Mais à vrai dire, ce qui étonne lorsque l’on questionne l’intervention des AMC dans son principe et ses effets, c’est de constater le peu d’audience que le sujet recueille dans le débat public. En 2016, la santé est une des quatre grandes préoccupations des Français avec le chômage, la menace terroriste (plutôt conjoncturelle) et la pauvreté2,devant la délinquance, le racisme et les discriminations ou encore les questions environnementales. Cette tendance est stable depuis 2007. Et, dans les questions de santé, si la maladie et ses conséquences est la première préoccupation, les dépenses et le remboursement des soins sont la seconde3.Pourtant la prudence reste de mise dans le débat public.

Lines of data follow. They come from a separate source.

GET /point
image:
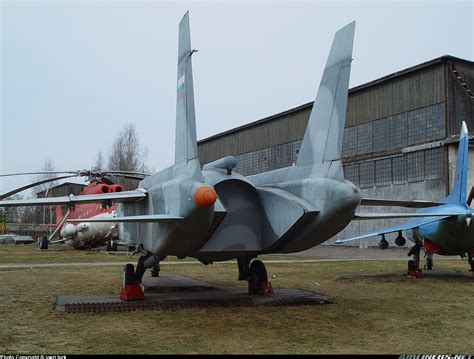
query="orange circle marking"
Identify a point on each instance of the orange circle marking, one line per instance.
(205, 196)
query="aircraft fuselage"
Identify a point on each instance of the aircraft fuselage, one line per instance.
(450, 236)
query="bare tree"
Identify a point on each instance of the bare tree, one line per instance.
(44, 190)
(127, 154)
(47, 166)
(99, 162)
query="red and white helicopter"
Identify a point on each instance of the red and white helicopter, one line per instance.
(84, 234)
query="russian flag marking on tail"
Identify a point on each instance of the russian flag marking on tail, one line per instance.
(180, 87)
(181, 83)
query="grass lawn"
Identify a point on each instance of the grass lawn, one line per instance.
(419, 316)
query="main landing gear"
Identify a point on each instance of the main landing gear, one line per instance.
(256, 276)
(414, 270)
(132, 277)
(470, 260)
(429, 261)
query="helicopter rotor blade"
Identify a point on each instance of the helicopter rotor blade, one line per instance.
(38, 173)
(34, 184)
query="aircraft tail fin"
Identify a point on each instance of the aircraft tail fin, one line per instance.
(322, 140)
(186, 139)
(458, 194)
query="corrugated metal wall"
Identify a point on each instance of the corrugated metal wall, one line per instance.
(460, 105)
(413, 90)
(285, 129)
(417, 88)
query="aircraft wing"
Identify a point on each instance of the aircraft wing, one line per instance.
(403, 227)
(367, 216)
(59, 240)
(399, 203)
(144, 218)
(126, 196)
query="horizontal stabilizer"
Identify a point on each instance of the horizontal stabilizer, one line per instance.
(367, 216)
(116, 197)
(144, 218)
(403, 227)
(399, 203)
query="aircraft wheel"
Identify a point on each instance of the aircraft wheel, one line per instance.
(44, 242)
(258, 275)
(429, 263)
(129, 274)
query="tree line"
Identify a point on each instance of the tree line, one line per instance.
(125, 154)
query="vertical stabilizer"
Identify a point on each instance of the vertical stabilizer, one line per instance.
(322, 140)
(458, 194)
(186, 140)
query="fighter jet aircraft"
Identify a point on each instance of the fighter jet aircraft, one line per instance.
(215, 214)
(444, 235)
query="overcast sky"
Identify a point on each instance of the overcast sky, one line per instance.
(74, 72)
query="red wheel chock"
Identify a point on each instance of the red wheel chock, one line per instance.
(265, 288)
(131, 289)
(415, 273)
(132, 292)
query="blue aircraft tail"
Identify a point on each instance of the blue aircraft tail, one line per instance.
(458, 193)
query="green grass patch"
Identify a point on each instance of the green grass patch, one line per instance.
(419, 316)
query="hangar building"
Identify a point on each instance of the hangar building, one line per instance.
(400, 140)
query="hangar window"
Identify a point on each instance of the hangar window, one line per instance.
(435, 126)
(367, 174)
(296, 148)
(399, 170)
(351, 173)
(416, 126)
(383, 172)
(398, 130)
(364, 138)
(382, 134)
(415, 166)
(434, 163)
(349, 144)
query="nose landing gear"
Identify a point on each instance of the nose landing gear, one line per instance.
(256, 275)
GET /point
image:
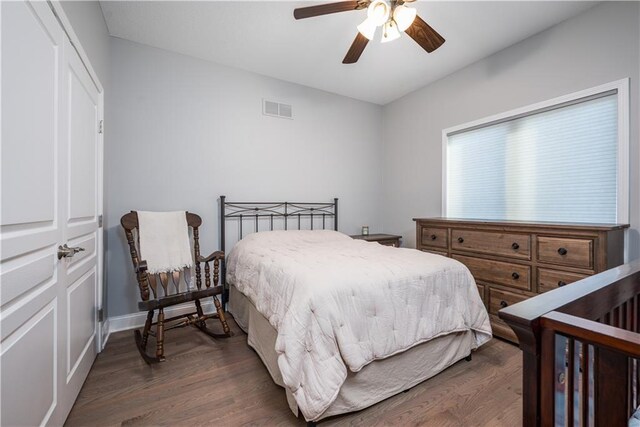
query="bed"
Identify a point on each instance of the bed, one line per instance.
(342, 324)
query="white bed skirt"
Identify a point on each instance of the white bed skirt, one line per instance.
(373, 383)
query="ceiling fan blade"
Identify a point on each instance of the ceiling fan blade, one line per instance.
(424, 35)
(325, 9)
(356, 49)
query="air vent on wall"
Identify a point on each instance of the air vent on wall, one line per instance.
(276, 109)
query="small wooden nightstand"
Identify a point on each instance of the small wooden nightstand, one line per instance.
(383, 239)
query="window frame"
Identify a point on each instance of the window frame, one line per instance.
(622, 92)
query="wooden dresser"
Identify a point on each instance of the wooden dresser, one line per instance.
(512, 261)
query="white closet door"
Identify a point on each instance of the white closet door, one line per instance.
(50, 111)
(78, 297)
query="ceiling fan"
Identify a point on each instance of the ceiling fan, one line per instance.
(392, 15)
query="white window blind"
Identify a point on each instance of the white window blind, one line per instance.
(559, 164)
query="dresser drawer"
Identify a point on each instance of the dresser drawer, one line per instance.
(434, 251)
(434, 236)
(482, 291)
(498, 272)
(495, 243)
(552, 279)
(566, 251)
(499, 299)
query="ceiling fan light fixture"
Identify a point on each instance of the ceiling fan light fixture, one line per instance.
(368, 28)
(379, 11)
(390, 32)
(404, 16)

La ligne de fracture politique sur le sujet n’est pas gauche/droite (François Fillon s’est fait critiqué par son propre camp lorsqu’il a évoqué une privatisation de la« bobologie »), elle porte le plus souvent sur le périmètre d’intervention de l’AMO et, par ricochet, de l’AMC mais rarement sur le principe même des AMC. Toutefois il se dégage peu de vraie conviction sur les réformes de fond et le consensus se fait sur des mesures paramétriques aux effets très discutables (taux de remboursements, franchises).

Une position de place confuse

Le débat n’est guère plus vaillant du côté des intéressés, exception faite de La Mutualité qui mène la stratégie d’influence la plus visible et se pose en interlocuteur global en donnant sa vision sur le financement du système, l’organisation et la mise en œuvre de l’offre de soins, les problématiques de santé publique… Sur leur cœur de métier, les assureurs dénoncent les effets des « mesurettes » précitées sur la hausse des cotisations d’assurance sans amélioration du service rendu, se défendent contre les procès en opacité qui leur sont faits sur la complexité des garanties qu’ils proposent ou réclament encore un accès aux données de santé qui leur permettrait de mieux gérer leur risque. Mais sur le fond, mutuelles, IP et compagnies demeurent sans position commune voire divergent tout à fait sur les moyens d’améliorer le système.

Les propositions des think tanks

C’est peut-être parmi les think tanks qu’on trouvera les éléments les plus originaux. Même s’ils reprennent assez largement des points de vue « partisans » (pro ou anti-AMC) assez classiques, ils avancent çà et là des solutions qui, demain peut-être, traceront l’avenir de l’assurance-maladie obligatoire et complémentaire à la française…

Nbp

  1. Le terme « assureur » ou « entreprise d’assurance » est et sera employé comme terme générique qui renvoie à toutes les formes juridiques d’exercice de l’assurance, qu’elles soient mutuelles, paritaires ou commerciales. Pareillement, dans les développements à suivre, l’expression « assureur privé » sera proscrite car équivoque. Son usage académique désigne souvent les sociétés commerciales d’assurance par opposition aux mutuelles. Cet usage est équivoque puisque son antonyme logique serait assureur public, notion qui ne renvoie à rien de précis (surtout depuis la privatisation des compagnies menée à la fin des années 90). Il est encore impropre du point de vue économique et juridique, les mutuelles étant des assureurs privés tout autant que les institutions de prévoyance et les sociétés commerciales à but lucratif comme Axa ou la CNP, encore appelées « compagnies d’assurance » dans l’usage courant. En assurance santé, il existe une opposition logique entre assureurs lucratifs et non lucratifs, mais pas entre public et privé. Pour finir ces éléments de vocabulaire, le terme Assureur Maladie Complémentaire (AMC) ou encore Organisme Complémentaire d’Assurance-maladie (OCAM) caractérise donc l’objet de l’assurance (la santé) et non la forme d’exercice.